DNA-based data storage is considered an alternative for hard drives. The process, however, is not easy to grasp. As Scientific American explains: “DNA—which consists of long chains of the nucleotides A, T, C and G—is life’s information-storage material. Data can be stored in the sequence of these letters, turning DNA into a new form of information technology [...] DNA can accurately stow massive amounts of data at a density far exceeding that of electronic devices. The simple bacterium Escherichia coli, for instance, has a storage density of about 1019 bits per cubic centimetre […]. At that density, all the world’s current storage needs for a year could be well met by a cube of DNA measuring about one meter on a side”.
The European Bioinformatics Institute is at the forefront of developments.
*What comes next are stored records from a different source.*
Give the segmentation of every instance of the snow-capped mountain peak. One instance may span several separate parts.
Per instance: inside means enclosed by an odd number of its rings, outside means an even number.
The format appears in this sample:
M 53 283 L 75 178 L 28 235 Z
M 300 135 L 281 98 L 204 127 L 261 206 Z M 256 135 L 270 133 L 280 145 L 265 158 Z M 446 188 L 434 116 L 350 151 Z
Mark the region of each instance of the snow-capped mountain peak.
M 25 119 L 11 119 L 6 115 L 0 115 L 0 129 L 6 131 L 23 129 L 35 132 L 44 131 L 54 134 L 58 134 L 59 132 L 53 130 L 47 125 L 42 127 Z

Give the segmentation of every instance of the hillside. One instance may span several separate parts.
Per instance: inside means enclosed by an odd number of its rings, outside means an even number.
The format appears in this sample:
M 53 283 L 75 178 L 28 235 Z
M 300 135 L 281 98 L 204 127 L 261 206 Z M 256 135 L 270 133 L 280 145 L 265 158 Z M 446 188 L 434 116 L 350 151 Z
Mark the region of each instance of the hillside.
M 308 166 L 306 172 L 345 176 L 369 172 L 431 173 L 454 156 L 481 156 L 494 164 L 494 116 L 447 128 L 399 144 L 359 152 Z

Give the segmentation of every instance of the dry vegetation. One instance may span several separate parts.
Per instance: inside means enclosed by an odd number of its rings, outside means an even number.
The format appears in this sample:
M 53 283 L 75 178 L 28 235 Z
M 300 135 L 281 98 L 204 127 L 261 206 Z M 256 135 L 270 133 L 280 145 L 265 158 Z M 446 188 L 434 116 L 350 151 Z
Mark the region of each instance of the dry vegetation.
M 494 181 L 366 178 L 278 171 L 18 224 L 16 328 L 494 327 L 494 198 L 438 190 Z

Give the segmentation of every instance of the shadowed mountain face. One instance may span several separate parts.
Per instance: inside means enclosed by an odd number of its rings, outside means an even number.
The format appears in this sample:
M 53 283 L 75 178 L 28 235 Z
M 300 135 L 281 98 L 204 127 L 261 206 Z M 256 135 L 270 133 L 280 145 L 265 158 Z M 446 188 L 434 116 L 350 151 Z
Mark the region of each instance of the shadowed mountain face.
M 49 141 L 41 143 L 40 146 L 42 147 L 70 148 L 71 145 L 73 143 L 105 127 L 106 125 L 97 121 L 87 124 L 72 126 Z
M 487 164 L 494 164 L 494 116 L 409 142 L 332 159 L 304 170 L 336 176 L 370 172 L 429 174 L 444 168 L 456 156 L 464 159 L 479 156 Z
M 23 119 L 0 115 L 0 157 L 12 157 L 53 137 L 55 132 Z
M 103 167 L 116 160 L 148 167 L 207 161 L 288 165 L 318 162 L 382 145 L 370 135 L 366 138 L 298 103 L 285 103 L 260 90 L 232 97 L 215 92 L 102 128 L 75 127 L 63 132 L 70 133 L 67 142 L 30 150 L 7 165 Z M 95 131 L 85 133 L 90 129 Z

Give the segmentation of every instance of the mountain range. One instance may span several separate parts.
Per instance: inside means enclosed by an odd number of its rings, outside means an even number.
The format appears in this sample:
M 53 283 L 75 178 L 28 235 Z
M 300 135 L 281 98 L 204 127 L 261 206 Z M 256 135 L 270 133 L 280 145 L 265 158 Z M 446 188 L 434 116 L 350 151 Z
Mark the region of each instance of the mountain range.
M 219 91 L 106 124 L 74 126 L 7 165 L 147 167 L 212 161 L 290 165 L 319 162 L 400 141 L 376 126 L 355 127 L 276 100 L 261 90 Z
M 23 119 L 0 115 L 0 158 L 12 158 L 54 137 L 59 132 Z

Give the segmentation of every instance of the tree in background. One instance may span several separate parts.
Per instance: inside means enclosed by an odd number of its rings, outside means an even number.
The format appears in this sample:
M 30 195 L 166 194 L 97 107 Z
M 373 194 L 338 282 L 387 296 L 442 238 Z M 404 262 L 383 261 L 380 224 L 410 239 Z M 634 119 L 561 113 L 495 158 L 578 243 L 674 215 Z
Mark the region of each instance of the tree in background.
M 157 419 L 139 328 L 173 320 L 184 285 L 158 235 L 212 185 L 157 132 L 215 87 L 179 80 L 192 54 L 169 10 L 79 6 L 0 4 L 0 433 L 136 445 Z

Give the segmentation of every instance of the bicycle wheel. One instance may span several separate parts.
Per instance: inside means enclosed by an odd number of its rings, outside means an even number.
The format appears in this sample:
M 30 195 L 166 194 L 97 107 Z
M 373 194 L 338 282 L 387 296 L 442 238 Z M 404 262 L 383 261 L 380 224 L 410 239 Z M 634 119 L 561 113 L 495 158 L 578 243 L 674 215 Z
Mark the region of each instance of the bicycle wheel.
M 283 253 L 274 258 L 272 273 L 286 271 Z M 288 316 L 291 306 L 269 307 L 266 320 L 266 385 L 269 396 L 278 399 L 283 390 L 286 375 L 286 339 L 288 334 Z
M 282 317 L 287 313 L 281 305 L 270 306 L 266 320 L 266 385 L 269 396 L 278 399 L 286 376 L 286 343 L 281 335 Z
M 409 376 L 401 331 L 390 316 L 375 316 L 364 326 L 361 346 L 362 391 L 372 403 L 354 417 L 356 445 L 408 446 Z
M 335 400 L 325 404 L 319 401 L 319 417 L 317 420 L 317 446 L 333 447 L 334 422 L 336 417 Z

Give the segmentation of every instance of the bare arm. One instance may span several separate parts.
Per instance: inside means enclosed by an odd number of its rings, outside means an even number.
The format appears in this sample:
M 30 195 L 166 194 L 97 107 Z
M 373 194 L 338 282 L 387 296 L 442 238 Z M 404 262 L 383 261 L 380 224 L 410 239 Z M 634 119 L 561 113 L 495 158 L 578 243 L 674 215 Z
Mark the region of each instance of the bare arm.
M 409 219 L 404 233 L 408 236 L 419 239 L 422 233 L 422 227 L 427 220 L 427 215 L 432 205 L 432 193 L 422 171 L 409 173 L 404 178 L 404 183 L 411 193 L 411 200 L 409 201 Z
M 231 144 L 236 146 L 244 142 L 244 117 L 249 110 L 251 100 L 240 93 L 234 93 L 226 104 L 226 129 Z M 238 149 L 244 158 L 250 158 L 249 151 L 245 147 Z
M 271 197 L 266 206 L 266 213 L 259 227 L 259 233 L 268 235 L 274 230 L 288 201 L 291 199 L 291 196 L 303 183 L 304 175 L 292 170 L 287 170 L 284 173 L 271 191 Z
One of their studies on DNA storage explains that their institute developed a code that can turn digital files into DNA language. The coded information can then be fed into DNA synthesis machines, which will turn it into physical material. The researchers explain that at the end of their experiment, they had a small tube with synthetic DNA which, among others, contained Shakespeare’s sonnets and footage of Martin Luther King’s “I have a dream speech”.
Explaining that “because DNA is so robust, the material will last for many thousands of years if it is kept safe, dry and cool”, storing man’s achievements and knowledge in DNA allows for a much better preservation of key wisdom than hard drives or any other conventional storage device. The researchers emphasize that DNA storage is external to human beings. In the unlikely event that synthetic DNA molecules enter the human body, they would be rejected and cannot become part of a person’s DNA.
Twist Bioscience, the California-based commercial market leader, aims to reduce the costs of DNA storage to $100 per terabyte – the same price as storage on a hard drive. However, as the company explains, DNA storage has numerous advantages: it is nature’s permanent data storage; dense and compact enough to fit the entire internet in a shoebox; and it has extremely low energy storage that uses less than a light bulb’s worth of power per year.
Although Twist Bioscience and others are heavily investing in the technology, experts feel that DNA storage will not be realised in a cost-effective manner in the very near future. However, it appears the only way to store knowledge forever, as aptly described in a blog post:
“If civilization ended today, our Information Age would leave no relics. Our successors would hardly recognize that the 21st century was a time of unprecedented production and consumption of digital data—let alone the data’s purpose or its significance to our society. Whereas other world-shaping epochs like the Industrial Revolution would be recognizable by their ruins, the Digital Revolution would be invisible to history because its structures are virtual, and its infrastructure is disintegrating”.